His answer:
- marriage like any other contract [is] most likely to happen when the gains are big. So we should expect marriages among low-income Americans to decline if women perceive declining gains from hitching themselves to the men around them.
- Low-skill men have had a rough two generations. The evaporation of manufacturing work has gutted their main source of employment, while globalization has held down their wages. Marriage has declined the most among men whose wages have declined the most (see graph below--hit to enlarge).

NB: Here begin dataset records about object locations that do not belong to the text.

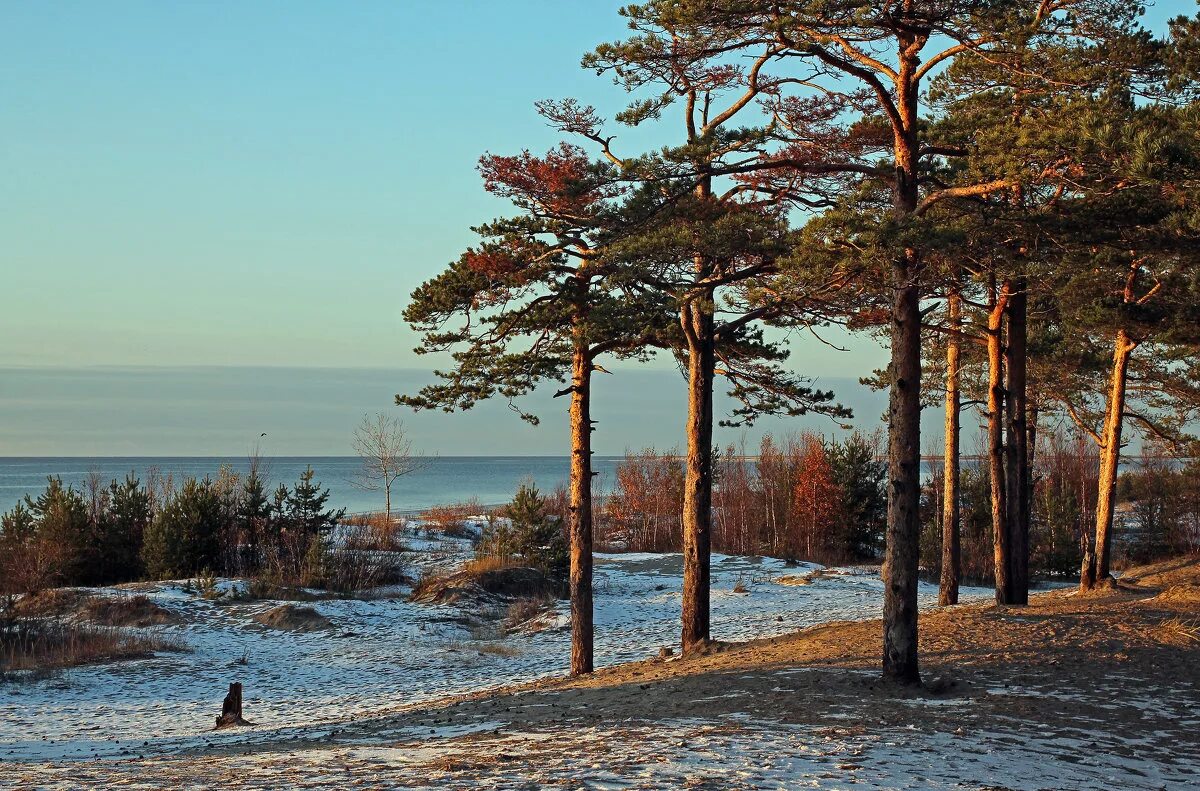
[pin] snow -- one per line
(387, 653)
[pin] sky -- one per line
(261, 186)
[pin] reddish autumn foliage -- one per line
(492, 262)
(558, 184)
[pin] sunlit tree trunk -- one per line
(581, 513)
(1096, 563)
(696, 318)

- Thompson quotes from The Truly Disadvantaged author William Julius Wilson, who argues that "high rates of unemployment and incarceration mean. . .the local dating pool [is] populated by unmarriageable men--[so] women chose to live independently."
- Thomson also believes it’s much easier to raise a child and keep a home given modern household innovations, including cheap prepared foods, cheap clothes, machines to wash and dry, and to vacuum. Machines not only encourage women to seek work, but also make it easier for them to raise a child alone.
To Thompson, it’s pretty much economic determinism, a concept associated with Marxism. At least Thompson, however, sees family breakdown as a problem.
This blog, in contrast to Thompson, has repeatedly followed the lead of Charles Murray, whose book Coming Apart first and best documents family breakdown in the white working class since the 1960s. Murray pins the breakdown on “Hollywood” values combined with government policies that encourage single (female) parent families, while lowering the importance of (male) employment.